The conversion is due to start as early as November this year and should be completed in spring 2027. All the buildings in the courtyard will have to be demolished and completely rebuilt. However, as emphasised during the presentation, the individual new buildings will be arranged in a more sensible way. Until now, new buildings that were needed (such as a special workshop hall for the electric buses – with workstations for components on the roof that are not needed for a diesel bus) have been built wherever space was available …
In future, each of the Bonn buses that have been completely converted to electric operation will have its own charging area in the yard. The entire parking area will be spanned by traverses with charging funnels, to which each bus will then have its pantograph mounted. Compared to the current recharging concept with cable and CCS combo plug, this is a very significant change to the recharging concept. Why this? Managing Director Wenmakers: ‘In future, we want the driver to park his bus at the depot entrance when he comes off the route. They can then go home. And from then on, the bus will drive around the depot completely autonomously. It travels alone to the maintenance hall, where it is checked to see if it is still in order, it travels alone to the wash bay, and it also reaches its parking space in the depot completely autonomously. And there it also drives its pantograph to the charging station funnel completely autonomously.’ It really does work; RATP, the Paris public transport authority, has already implemented this at one of its depots. There are impressive videos in which you can see how the bus drives to its parking space without a driver (!) and even parks backwards against a wall … this is possible with an electric bus, which produces no exhaust fumes and then blows them against the wall, which would make it very dirty within a very short time. The demonstration vehicle in the video is an electric bus from Iveco.
Wenmakers: ‘You can have an electric bus autonomously connect its pantograph to the charging station and also disconnect it again autonomously. This is not possible with recharging via cable and CCS combo plug. You need someone to do it manually …’
The charging traverses are fitted with solar panels on the top. ‘We generate a good proportion of the electricity we use ourselves.’

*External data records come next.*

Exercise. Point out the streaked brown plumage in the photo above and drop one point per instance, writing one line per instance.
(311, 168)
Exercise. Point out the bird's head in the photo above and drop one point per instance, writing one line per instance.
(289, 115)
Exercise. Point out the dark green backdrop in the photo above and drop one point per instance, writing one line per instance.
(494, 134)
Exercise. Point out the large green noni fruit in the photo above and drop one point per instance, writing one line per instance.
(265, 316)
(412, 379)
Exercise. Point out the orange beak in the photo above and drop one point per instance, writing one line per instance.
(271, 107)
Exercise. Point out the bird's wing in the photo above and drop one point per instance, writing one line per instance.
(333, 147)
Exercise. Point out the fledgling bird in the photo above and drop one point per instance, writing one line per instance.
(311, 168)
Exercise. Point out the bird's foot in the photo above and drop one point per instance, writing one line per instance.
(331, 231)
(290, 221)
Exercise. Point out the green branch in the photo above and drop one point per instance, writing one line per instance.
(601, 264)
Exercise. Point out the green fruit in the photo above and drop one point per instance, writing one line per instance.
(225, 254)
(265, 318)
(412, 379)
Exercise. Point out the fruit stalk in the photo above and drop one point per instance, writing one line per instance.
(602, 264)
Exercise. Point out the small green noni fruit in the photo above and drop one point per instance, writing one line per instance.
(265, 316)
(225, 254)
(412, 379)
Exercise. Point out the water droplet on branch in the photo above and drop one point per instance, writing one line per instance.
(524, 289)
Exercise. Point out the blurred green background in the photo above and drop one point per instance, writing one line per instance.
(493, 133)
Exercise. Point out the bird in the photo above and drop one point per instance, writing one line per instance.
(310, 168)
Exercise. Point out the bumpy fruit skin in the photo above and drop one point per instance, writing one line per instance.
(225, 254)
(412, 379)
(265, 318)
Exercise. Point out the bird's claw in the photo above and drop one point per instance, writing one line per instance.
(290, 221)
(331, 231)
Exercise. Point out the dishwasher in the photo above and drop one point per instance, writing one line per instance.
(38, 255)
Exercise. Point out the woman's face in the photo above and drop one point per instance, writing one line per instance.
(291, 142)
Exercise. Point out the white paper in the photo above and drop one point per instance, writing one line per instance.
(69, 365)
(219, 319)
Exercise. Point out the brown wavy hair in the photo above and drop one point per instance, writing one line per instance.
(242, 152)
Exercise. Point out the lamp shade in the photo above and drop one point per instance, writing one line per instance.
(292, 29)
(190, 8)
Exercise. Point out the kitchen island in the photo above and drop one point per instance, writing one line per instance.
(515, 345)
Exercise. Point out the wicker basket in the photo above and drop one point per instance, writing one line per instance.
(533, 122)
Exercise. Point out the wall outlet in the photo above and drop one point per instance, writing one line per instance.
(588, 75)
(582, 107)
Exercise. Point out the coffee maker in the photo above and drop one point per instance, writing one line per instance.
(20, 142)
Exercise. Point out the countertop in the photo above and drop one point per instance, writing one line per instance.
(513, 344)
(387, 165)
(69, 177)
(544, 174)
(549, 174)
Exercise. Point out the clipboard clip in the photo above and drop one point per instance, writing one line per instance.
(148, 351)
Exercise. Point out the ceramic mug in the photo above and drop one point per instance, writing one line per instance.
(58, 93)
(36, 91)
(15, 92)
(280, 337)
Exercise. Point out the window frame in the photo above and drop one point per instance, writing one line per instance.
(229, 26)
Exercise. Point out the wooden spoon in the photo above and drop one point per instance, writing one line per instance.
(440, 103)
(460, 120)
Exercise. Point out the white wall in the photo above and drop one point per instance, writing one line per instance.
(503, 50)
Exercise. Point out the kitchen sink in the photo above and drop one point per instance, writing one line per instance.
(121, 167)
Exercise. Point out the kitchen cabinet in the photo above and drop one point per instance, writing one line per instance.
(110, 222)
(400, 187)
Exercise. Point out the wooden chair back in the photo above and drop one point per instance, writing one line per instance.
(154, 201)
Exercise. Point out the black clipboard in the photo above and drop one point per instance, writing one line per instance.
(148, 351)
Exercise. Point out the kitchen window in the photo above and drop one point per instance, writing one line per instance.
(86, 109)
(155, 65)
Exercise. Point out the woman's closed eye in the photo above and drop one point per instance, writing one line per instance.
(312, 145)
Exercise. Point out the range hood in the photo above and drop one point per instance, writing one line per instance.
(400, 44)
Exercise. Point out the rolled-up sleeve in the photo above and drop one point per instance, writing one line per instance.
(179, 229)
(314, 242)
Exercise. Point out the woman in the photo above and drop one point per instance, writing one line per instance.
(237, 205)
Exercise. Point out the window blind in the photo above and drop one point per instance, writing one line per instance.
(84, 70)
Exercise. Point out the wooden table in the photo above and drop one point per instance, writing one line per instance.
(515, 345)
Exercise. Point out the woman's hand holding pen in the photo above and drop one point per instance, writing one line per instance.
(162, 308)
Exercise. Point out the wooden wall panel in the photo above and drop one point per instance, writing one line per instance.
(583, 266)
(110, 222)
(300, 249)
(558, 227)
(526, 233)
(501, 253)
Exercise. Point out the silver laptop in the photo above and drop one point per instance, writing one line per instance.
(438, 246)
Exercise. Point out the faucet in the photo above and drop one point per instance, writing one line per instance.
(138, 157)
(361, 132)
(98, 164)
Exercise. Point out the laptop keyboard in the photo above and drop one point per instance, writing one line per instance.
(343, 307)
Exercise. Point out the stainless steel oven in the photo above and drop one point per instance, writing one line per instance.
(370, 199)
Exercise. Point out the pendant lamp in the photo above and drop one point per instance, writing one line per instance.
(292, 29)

Now, you can’t need a yard that is packed full of buses for such a fundamental conversion. So a replacement site was sought for the conversion phase where Bonn’s buses could be parked. And this was actually found in the Beuel district. In the form of a disused industrial company whose site is currently lying fallow. SWB Managing Director Wenmakers: ‘Everything we need to supply our diesel buses is available there. That company also had to supply its lorries.’ He continues: ‘For most of the time during the conversion, a significant proportion of our buses will be able to remain in Friesdorf and only some will have to “move out” to Beuel. But there will also be short phases when we won’t actually need a single bus in Friesdorf.’